= Robert Feulgen =

German physician and chemist (1884–1955)

Joachim Wilhelm Robert Feulgen (2 September 1884 – 24 October 1955) was a German physician and biochemist who, in 1914, developed a method for staining DNA (now known as the Feulgen stain) and who also discovered plant and animal nuclear DNA ("thymonucleic acid") congeniality.

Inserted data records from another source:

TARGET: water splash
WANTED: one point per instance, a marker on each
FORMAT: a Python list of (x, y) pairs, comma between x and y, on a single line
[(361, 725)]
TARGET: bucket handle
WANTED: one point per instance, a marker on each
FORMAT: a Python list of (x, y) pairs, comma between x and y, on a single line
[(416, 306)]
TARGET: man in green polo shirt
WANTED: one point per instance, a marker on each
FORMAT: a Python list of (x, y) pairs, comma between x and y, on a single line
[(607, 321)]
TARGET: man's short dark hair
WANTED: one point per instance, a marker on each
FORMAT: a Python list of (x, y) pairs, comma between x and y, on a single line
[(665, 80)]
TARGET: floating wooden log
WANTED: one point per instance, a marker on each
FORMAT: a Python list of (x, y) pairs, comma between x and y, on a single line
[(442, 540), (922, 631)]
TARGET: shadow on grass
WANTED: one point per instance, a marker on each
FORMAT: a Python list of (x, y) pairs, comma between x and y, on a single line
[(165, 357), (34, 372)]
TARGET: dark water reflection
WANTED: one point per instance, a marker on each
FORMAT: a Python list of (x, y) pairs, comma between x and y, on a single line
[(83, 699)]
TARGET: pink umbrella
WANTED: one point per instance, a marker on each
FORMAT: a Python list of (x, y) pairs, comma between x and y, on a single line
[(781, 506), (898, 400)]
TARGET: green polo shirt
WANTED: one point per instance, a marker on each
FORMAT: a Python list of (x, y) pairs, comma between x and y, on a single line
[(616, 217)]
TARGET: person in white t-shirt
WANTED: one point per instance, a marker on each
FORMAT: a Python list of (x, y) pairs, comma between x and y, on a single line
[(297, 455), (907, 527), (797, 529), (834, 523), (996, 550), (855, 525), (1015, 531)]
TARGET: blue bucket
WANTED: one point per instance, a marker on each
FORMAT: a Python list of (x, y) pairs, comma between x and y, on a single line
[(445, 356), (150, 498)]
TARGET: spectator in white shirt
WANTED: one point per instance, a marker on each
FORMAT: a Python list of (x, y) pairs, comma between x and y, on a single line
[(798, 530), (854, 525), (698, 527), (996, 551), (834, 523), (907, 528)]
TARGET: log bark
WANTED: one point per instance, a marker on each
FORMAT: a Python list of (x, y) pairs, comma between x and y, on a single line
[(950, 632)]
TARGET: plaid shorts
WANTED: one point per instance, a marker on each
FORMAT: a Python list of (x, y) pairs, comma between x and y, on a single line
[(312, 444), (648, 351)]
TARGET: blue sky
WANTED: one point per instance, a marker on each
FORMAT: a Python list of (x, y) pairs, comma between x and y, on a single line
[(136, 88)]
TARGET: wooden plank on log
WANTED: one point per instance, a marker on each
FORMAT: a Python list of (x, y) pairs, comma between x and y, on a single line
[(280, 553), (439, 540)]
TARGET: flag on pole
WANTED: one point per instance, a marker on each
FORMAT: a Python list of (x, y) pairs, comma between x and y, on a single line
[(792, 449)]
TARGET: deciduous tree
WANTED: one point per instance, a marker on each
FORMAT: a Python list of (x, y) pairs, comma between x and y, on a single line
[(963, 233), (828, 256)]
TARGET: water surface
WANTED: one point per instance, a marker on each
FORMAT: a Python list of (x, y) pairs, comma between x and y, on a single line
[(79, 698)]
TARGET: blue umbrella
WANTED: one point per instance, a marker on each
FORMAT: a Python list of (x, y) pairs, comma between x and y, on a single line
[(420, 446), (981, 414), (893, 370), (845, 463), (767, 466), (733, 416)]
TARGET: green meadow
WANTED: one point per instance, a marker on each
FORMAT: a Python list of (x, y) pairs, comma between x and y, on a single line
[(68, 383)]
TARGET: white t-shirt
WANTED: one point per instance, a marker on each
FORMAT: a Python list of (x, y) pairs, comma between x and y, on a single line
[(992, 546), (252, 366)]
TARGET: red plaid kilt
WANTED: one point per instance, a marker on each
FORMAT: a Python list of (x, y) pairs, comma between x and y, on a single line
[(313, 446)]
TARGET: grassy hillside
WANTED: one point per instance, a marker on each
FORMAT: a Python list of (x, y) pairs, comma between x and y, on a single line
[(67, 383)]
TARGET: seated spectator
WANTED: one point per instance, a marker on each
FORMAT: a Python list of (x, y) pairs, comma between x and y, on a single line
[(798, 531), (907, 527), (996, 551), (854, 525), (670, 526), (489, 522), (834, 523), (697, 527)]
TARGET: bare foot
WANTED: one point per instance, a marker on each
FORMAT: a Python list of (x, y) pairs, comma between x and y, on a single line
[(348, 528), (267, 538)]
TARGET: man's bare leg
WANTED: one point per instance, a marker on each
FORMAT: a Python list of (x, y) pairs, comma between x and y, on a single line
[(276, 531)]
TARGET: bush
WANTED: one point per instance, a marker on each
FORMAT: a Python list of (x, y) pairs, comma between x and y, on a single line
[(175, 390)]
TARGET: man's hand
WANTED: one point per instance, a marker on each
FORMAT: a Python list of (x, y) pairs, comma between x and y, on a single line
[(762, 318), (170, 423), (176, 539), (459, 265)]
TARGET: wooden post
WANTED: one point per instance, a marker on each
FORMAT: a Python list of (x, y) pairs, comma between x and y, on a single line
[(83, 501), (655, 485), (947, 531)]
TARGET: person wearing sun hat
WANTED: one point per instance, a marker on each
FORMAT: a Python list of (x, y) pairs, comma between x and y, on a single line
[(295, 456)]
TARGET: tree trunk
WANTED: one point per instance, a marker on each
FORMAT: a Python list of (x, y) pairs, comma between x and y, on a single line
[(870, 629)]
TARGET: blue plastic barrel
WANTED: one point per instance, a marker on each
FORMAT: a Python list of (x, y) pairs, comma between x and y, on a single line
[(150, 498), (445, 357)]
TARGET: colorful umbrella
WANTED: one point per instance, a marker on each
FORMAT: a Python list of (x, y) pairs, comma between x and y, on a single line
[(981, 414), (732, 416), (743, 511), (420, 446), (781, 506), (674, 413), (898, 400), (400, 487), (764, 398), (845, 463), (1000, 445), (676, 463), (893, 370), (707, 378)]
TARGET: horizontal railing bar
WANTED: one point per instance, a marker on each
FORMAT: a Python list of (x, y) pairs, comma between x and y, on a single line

Feulgen was born in Werden on the river Ruhr. His father Robert (1852–1893) came from a family involved in cloth making while his mother Anna Volckmar (1858–1947) came from a dye-making family. His father died when Feulgen was still in school and he was raised by his stepfather Justizrat Strenge about whom very little is known. He then went to grammar school in Essen and graduated from the Archigymnasium in Soest in 1905. studied medicine at the University of Freiburg and Kiel, graduating in 1910 with a degree. His doctoral thesis (dedicated to his step-father) was on purine metabolism in gout under Georg Hoppe-Seyler (1860–1940), son of Felix Hoppe-Seyler. He became an assistant to Hermann Steudel (1871–1967) at the University of Berlin from 1912 to 1918 before serving as a physician during World War I. His habilitation at Berlin was on the isolation of apurinic acid. Feulgen married medical student Frieda Brauns in 1916. In 1919 he became an assistant at Giessen University thanks to Karl Bürker (1872–1957) who appointed him on the recommendation of Karl Thomas (1883–1969). In 1923 he became an extraordinary professor of physiological chemistry. In 1927 he became a "personal professor" and in 1928 he headed the physiological chemistry institute. He served as dean of the medical school in 1931. In 1937 he became a member of the NSDAP with the hope that he would be promoted to full professor by the Nazi government officials. In his denazification decision of 1946 it was noted that he had merely been a nominal party member in group IV. In 1938 he was invited to attend the international physiological congress in Zurich and was also made Fellow of the Leopoldina Academy. In December 1944, his laboratory in Giessen was destroyed by Allied bombing. The institute was re-established in 1950 and in March 1951 he was appointed as a full professor. In 1953 he became an emeritus professor. In 1954 he was awarded an honorary doctorate.

The so-called "Feulgen reaction" was described as the hydrolysis of thymonucleic acid in cells. It was reported at the 8th German physiology congress in 1923 but had been worked on by him from 1914. He isolated DNA which was then called thymonucleic acid with dilute hydrochloric acid to make it apurinic. The apurinic acid was called thyminic or nuclealic acid and was shown by Feulgen to have a free aldehyde group. Using Schiff's reagent (fuchin sulfurous acid) it showed a magenta color. Unhydrolyzed nucleic acid did not produce this color. They were able to demonstrate the reaction in both extracts from plant and animal cells. Heinrich Rossenbeck assisted him and it was their 1924 work that became widely cited.